Leningrad (previously and once again known as St. Petersburg) during Hitler’s invasion in 1941 – 42. Furniture, park benches, wooden signs and floorboards of bombed out buildings provide fuel for fires to keep from freezing in the winter. With all its resources devoted to holding the Germans at bay and many supply lines cut, there is little food to go around. Desperation abounds as people are literally dying of hunger, the meager and inadequate rations not nearly sufficient to sustain them. Bread flour is stretched by adding sawdust. Anything remotely edible including pigeons, pets, and worse are consumed to stave off starvation.

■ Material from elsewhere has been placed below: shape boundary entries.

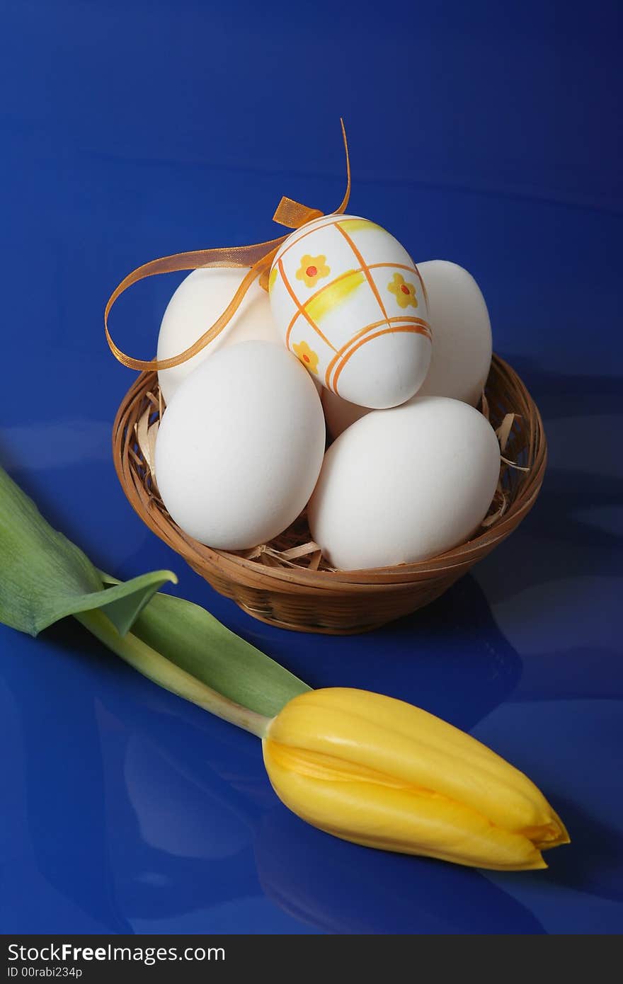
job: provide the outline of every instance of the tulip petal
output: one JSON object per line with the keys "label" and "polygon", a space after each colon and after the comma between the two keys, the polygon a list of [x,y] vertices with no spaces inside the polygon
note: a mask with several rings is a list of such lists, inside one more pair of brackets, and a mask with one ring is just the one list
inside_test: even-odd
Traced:
{"label": "tulip petal", "polygon": [[345,688],[312,691],[283,707],[269,736],[434,790],[543,845],[567,836],[527,775],[470,735],[403,701]]}
{"label": "tulip petal", "polygon": [[296,768],[296,753],[265,739],[273,787],[293,813],[320,830],[368,847],[421,854],[500,871],[545,868],[523,834],[491,824],[444,796],[366,780],[317,778]]}

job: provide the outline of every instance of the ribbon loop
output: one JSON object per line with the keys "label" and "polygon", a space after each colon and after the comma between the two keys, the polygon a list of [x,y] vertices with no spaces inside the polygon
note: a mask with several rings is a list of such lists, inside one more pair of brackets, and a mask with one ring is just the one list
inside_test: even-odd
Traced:
{"label": "ribbon loop", "polygon": [[[350,197],[350,160],[348,157],[348,144],[346,141],[346,131],[343,120],[340,120],[342,125],[342,136],[343,140],[344,153],[346,157],[346,190],[344,196],[336,209],[336,215],[343,214]],[[300,202],[295,202],[291,198],[283,197],[277,207],[274,219],[280,225],[285,225],[290,229],[298,229],[306,222],[311,222],[314,218],[320,218],[323,212],[318,209],[309,209]],[[269,239],[263,243],[254,243],[250,246],[221,246],[215,249],[194,250],[191,253],[174,253],[172,256],[164,256],[159,260],[152,260],[150,263],[137,267],[136,270],[128,274],[126,277],[115,287],[111,293],[104,310],[104,332],[106,341],[110,351],[122,365],[129,369],[140,371],[159,371],[160,369],[170,369],[173,366],[187,362],[194,355],[205,348],[213,341],[222,330],[229,324],[234,314],[240,307],[242,299],[255,279],[260,278],[260,286],[268,290],[268,277],[271,264],[278,249],[287,239],[287,236],[280,236],[278,239]],[[118,297],[131,287],[132,284],[147,277],[155,277],[156,274],[171,274],[181,270],[199,270],[204,267],[227,267],[227,268],[247,268],[247,272],[235,294],[229,301],[225,310],[218,316],[214,325],[204,332],[201,338],[184,349],[178,355],[173,355],[168,359],[134,359],[126,355],[113,341],[108,330],[108,316],[112,305]]]}
{"label": "ribbon loop", "polygon": [[286,198],[283,195],[275,210],[273,221],[279,222],[280,225],[286,225],[288,229],[300,229],[301,225],[313,221],[314,218],[320,218],[322,215],[324,215],[324,212],[320,212],[319,209],[309,209],[306,205],[301,205],[300,202],[295,202],[294,199]]}

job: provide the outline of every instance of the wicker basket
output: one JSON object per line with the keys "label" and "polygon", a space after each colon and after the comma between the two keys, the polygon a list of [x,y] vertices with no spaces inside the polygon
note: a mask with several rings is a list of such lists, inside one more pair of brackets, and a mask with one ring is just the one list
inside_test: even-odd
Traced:
{"label": "wicker basket", "polygon": [[[166,512],[152,477],[154,424],[162,404],[156,373],[143,373],[119,407],[113,456],[119,481],[141,519],[221,594],[254,618],[282,629],[343,635],[365,632],[439,597],[515,529],[534,504],[547,448],[538,409],[517,373],[494,355],[483,409],[493,427],[506,420],[500,484],[490,515],[470,540],[417,564],[367,571],[322,569],[320,555],[297,557],[309,540],[304,517],[289,531],[285,555],[212,550],[187,536]],[[515,414],[512,419],[509,414]],[[509,424],[512,426],[509,430]],[[151,447],[151,452],[150,452]],[[270,546],[270,545],[269,545]],[[326,567],[326,565],[324,565]],[[312,569],[312,568],[316,569]]]}

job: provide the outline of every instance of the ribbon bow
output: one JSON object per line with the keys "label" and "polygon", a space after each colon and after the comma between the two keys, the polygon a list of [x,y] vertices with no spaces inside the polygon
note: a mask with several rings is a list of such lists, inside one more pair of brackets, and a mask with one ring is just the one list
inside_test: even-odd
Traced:
{"label": "ribbon bow", "polygon": [[[346,157],[346,190],[344,196],[332,215],[343,215],[348,199],[350,197],[350,160],[348,157],[348,143],[346,141],[346,131],[343,120],[341,119],[342,137]],[[289,229],[298,229],[306,222],[311,222],[314,218],[320,218],[324,213],[318,209],[309,209],[300,202],[294,202],[291,198],[281,198],[277,207],[273,219],[280,225],[284,225]],[[289,235],[289,233],[287,234]],[[159,260],[152,260],[150,263],[137,267],[131,274],[123,278],[121,283],[112,291],[104,310],[104,331],[106,340],[110,350],[116,359],[129,369],[139,369],[142,371],[156,371],[160,369],[170,369],[173,366],[181,365],[188,361],[193,355],[205,348],[213,341],[223,328],[230,322],[233,315],[238,310],[242,298],[253,281],[259,277],[260,284],[268,289],[268,276],[271,264],[278,249],[287,239],[287,235],[280,236],[278,239],[269,239],[263,243],[254,243],[250,246],[219,246],[215,249],[193,250],[190,253],[174,253],[172,256],[164,256]],[[240,286],[227,304],[225,310],[217,318],[217,321],[205,332],[197,341],[184,349],[179,355],[173,355],[168,359],[134,359],[121,351],[113,341],[108,331],[108,316],[112,305],[118,297],[131,287],[133,283],[145,279],[146,277],[155,277],[156,274],[172,274],[179,270],[198,270],[202,267],[250,267],[251,269],[244,277]]]}

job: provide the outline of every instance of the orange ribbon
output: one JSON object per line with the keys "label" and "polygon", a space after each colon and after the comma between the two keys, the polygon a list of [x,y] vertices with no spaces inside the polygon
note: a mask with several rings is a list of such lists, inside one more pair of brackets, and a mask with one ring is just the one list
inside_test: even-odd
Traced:
{"label": "orange ribbon", "polygon": [[[343,120],[341,119],[340,123],[342,125],[342,136],[346,156],[346,190],[340,206],[332,215],[343,215],[350,197],[348,144]],[[300,202],[294,202],[291,198],[283,197],[277,207],[273,219],[279,222],[280,225],[285,225],[289,229],[298,229],[301,225],[311,222],[314,218],[320,218],[323,215],[324,213],[319,212],[318,209],[309,209],[306,205],[301,205]],[[182,362],[191,359],[193,355],[200,352],[202,348],[205,348],[207,344],[222,332],[223,328],[225,328],[238,310],[247,290],[258,277],[260,277],[261,286],[265,289],[268,288],[268,276],[271,264],[278,249],[286,239],[287,235],[280,236],[279,239],[269,239],[263,243],[254,243],[251,246],[220,246],[215,249],[194,250],[191,253],[174,253],[173,256],[164,256],[159,260],[152,260],[142,267],[137,267],[136,270],[128,274],[121,283],[115,287],[108,298],[104,310],[104,331],[110,351],[124,366],[127,366],[129,369],[139,369],[142,371],[170,369],[172,366],[181,365]],[[110,337],[108,316],[112,305],[121,296],[123,291],[131,287],[133,283],[138,283],[139,280],[145,279],[146,277],[155,277],[156,274],[172,274],[179,270],[198,270],[203,267],[250,267],[251,269],[244,277],[227,307],[214,325],[202,335],[201,338],[198,338],[193,345],[184,349],[179,355],[173,355],[168,359],[133,359],[130,355],[122,352]]]}

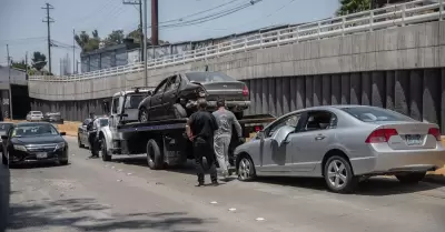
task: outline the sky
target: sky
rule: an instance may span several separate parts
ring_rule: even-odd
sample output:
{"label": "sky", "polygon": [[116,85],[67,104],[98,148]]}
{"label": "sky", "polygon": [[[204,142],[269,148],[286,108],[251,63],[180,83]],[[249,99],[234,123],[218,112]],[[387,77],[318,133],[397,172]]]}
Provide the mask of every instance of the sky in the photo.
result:
{"label": "sky", "polygon": [[[112,30],[120,29],[128,33],[137,29],[137,6],[123,4],[122,1],[126,0],[0,0],[0,65],[7,64],[7,44],[14,61],[23,60],[26,52],[30,60],[34,51],[44,53],[48,59],[47,23],[42,22],[46,10],[41,9],[46,2],[55,8],[50,10],[50,17],[55,20],[51,23],[51,39],[72,47],[72,30],[91,33],[97,29],[99,37],[105,38]],[[147,1],[150,13],[150,0]],[[234,0],[159,0],[158,20],[164,22],[178,19],[231,1]],[[218,10],[247,2],[249,0],[236,0]],[[161,29],[159,39],[174,43],[222,37],[275,24],[310,22],[333,17],[337,8],[338,0],[263,0],[238,12],[200,24]],[[147,20],[150,24],[150,16]],[[148,33],[150,37],[150,29]],[[51,48],[52,72],[59,72],[59,61],[67,54],[72,62],[72,48]],[[80,61],[80,49],[76,49],[75,57]]]}

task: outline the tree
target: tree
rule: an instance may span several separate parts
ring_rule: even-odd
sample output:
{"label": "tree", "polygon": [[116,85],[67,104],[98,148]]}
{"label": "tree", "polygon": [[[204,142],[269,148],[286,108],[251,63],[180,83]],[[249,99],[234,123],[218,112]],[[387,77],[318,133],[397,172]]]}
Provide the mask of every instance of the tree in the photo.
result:
{"label": "tree", "polygon": [[360,12],[370,9],[372,0],[340,0],[340,8],[337,10],[337,16]]}
{"label": "tree", "polygon": [[100,38],[99,32],[93,30],[90,37],[86,31],[81,31],[80,34],[75,36],[77,44],[82,49],[82,52],[93,51],[99,49]]}
{"label": "tree", "polygon": [[105,46],[116,46],[123,43],[125,34],[123,30],[113,30],[108,37],[103,40]]}
{"label": "tree", "polygon": [[40,53],[40,51],[34,51],[32,54],[32,68],[37,69],[40,71],[43,69],[44,65],[47,65],[47,57],[43,53]]}

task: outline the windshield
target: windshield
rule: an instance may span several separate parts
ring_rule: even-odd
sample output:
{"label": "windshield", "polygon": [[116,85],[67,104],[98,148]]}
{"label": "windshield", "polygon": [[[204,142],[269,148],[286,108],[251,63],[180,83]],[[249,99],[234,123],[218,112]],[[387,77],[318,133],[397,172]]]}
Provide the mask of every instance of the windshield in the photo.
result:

Crime is rampant and the police and Army are barely containing order. Welcome to The City of Thieves.
These bleak and at times gruesome conditions are the scenery behind which, Lev Beniov recounts one fateful week as a Jewish teenager in Piter (the local’s defiant nick-name for their city). His first person narrative is constructed from a series of interviews with his grandson David, a writer. It is never entirely clear whether this is in fact, the author David Benioff and whether any or all of the book actually happened. But more about that later.
During this week Lev is arrested and thrown in jail for a petty crime. Fearing certain execution (there were no provisions to be wasted on criminals) he and his Cossack cell mate Kolya are released from jail only after agreeing to help an officer in the secret police on a seemingly impossible task: find a dozen fresh eggs for his daughter’s wedding cake. This juxtaposition of desolation and humor are intertwined throughout The City of Thieves. Their search behind enemy lines outside Leningrad leads to adventure including a narrow escape with German soldiers, several altercations with Soviet partisans fighting to liberate their country, a genuine friendship between Lev and Kolya and Lev meeting the love of his life and eventual wife.
But in City of Thieves, Benioff brings us much more than a thrilling page turner. His descriptive narrative is rich, his characters believable. Lev and Kolya are in many ways polar opposites – a naïve shy intellectual vs. an outgoing, confident playboy, respectively. Anti-Semitism in the Soviet Union is only thinly veiled and thrown together by circumstance, they both learn to look beyond society’s stereotypes.
Lev tells David as he begins to recount his story that he doesn’t remember all the details and that David should just make up the rest. He is, after all, a writer. Whether City of Thieves is in fact, a true story, historical fiction, or somewhere in between, is a curiosity but of little concern. It is an exciting and important read.